Kenya medical tourism depends on overseas investors

Kenya is developing a strategy to help reduce medical outbound tourism but inbound needs overseas investors.

In 2016, 10,000 Kenyans sought medical treatment outside the country, spending between Sh7-10 billion annually. Kenya gets 3,000 to 5,000 medical tourists from other African countries. These are the latest government figures and whether they real or guesswork is not known.

Kenya is developing a strategy to help reduce medical outbound tourism, says Ministry of Health cabinet secretary Cleopa Mailu; “The framework for medical tourism aims at positioning Kenya as a destination for specialised healthcare services appealing to both Kenyan and international clients to stem the rising tide of outward medical tourism.”

Mailu claims that the plan could be in place by the end of 2017, but as overseas investment is vital then several years later is more probable.

He adds: “Data from the health ministry indicates that the key reasons patients seek treatment abroad is for the management of non-communicable diseases -conditions which are on the increase in Kenya. The cost of care and epidemiological changes are some of the key driving markets forces for the medical tourism. Medical tourism could help Kenya diversify its tourism industry.”

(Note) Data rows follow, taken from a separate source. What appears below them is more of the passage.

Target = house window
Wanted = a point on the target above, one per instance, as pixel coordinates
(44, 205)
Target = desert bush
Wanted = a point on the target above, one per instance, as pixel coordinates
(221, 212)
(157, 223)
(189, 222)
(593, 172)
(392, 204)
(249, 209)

Amit Thakker of Kenya Healthcare Federation sees a need for more incentives to increase the amount of local and foreign funds coming in for healthcare,: “Private sector healthcare providers say value added tax and duty on imported raw materials for pharmaceuticals should be scrapped to enhance growth. We need to improve infrastructure for both service delivery and training of medical personnel. We would also like the government to provide licenses for the private sector to start training medical personnel, incentives to have urban-rural shifts by the private sector and incentives to start manufacturing of both pharmaceutical and non-pharmaceutical products within the country.”

President Uhuru Kenyatta promises to help Indian investors keen on developing medical facilities to boost Kenya’s medical tourism, to procure land, and although mentioning no other incentives suggests they could be on offer.

The Kenyan government and healthcare business both want for fewer Kenyans to go overseas and more medical tourists to go to Kenya. But they want overseas investors to build the local hospitals and clinics and not spend local or state money on promoting inbound medical tourism. This is very much a repetition of previous political statements with lots of talk but no money spent.